The question is whether diversity really is a strength in a country. Pat Buchanan wonders whether the trend is toward homoganous societies rather than diversified ones:
Bottom line: Racially and ethnically, we are becoming an ever more diverse nation, which is causing general rejoicing among those who hold it as an article of faith that, “Our diversity is our strength.”
But is that cliche true? Where is the scientific, historical or empirical evidence for the proposition that the greater the religious, racial, tribal and ethnic diversity of a nation, the stronger it becomes?
To put it mildly, this is not a universally held belief.
Indeed, it is hard to find a country where religious, racial and ethnic diversity contribute more to its strength and unity than they do to the forces of division, separation and secession. Which is one reason why the U.N. General Assembly that began with 51 nations now has 193.
Racial, ethnic, tribal, ideological and cultural diversity are history’s wedges of national division, separation and secession, as we are discovering.U.S. now more diverse than ever – but is that ‘strength’?

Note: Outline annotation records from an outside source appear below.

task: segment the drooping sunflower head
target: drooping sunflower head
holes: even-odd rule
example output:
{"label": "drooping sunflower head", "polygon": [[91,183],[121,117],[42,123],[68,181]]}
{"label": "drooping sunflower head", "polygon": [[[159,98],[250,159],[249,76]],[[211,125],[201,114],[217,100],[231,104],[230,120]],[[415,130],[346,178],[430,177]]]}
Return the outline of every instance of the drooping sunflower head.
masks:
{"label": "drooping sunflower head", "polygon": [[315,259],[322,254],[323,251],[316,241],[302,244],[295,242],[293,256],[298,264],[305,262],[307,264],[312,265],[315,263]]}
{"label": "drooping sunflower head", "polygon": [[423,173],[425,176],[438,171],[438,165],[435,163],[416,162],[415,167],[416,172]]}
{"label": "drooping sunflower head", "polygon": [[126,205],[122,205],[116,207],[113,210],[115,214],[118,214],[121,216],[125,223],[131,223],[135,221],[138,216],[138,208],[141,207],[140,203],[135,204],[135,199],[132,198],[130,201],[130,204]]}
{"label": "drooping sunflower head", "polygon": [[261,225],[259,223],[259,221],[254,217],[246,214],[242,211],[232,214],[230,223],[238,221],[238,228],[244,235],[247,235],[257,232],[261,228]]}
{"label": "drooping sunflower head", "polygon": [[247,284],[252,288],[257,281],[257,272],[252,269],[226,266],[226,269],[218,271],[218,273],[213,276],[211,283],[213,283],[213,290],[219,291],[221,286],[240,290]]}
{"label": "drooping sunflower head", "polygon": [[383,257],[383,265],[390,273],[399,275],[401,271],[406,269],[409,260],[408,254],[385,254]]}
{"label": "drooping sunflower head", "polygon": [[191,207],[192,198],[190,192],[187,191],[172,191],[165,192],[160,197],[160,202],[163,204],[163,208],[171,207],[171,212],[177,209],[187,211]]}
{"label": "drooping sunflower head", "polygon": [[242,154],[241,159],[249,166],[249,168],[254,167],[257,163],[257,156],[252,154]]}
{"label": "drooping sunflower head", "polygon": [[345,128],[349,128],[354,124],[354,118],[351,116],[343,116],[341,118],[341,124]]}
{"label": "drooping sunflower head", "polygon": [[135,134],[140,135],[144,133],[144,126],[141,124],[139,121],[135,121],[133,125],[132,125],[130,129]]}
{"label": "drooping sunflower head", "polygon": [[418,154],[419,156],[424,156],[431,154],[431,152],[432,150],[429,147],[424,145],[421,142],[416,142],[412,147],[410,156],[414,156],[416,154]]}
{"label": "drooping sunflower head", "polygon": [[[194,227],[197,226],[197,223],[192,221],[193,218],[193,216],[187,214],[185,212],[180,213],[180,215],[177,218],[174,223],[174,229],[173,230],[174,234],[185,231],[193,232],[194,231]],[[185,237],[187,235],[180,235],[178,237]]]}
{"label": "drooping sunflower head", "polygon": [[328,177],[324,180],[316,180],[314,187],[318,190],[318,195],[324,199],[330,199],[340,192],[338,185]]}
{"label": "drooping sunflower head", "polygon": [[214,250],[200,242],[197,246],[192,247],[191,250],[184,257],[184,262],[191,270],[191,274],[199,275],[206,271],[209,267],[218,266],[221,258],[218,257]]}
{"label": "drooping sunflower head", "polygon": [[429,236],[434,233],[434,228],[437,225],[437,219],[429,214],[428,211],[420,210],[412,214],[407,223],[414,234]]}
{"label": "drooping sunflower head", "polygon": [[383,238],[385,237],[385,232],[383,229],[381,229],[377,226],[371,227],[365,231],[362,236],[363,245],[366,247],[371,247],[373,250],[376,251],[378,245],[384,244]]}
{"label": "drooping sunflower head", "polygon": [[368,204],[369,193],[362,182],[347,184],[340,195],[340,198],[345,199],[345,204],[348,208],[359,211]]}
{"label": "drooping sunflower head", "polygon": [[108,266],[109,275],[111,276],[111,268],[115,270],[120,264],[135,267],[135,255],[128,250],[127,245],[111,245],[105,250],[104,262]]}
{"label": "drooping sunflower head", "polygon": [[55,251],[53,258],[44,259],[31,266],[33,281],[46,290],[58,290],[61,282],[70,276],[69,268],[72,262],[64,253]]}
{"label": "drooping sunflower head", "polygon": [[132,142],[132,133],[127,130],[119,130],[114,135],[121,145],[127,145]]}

What we do know is that in Christ there is no Jew or Greek, no slave or free, and that all have equal opportunity to come to the Father through Christ for salvation. In Heaven, and in the kingdom, we are to pray for unity of the believers and focus our eyes above.
But what is true about Heaven isn’t necessarily true about societies and cultures here below. An earthly government is not the kingdom, and we shouldn’t try to make it such.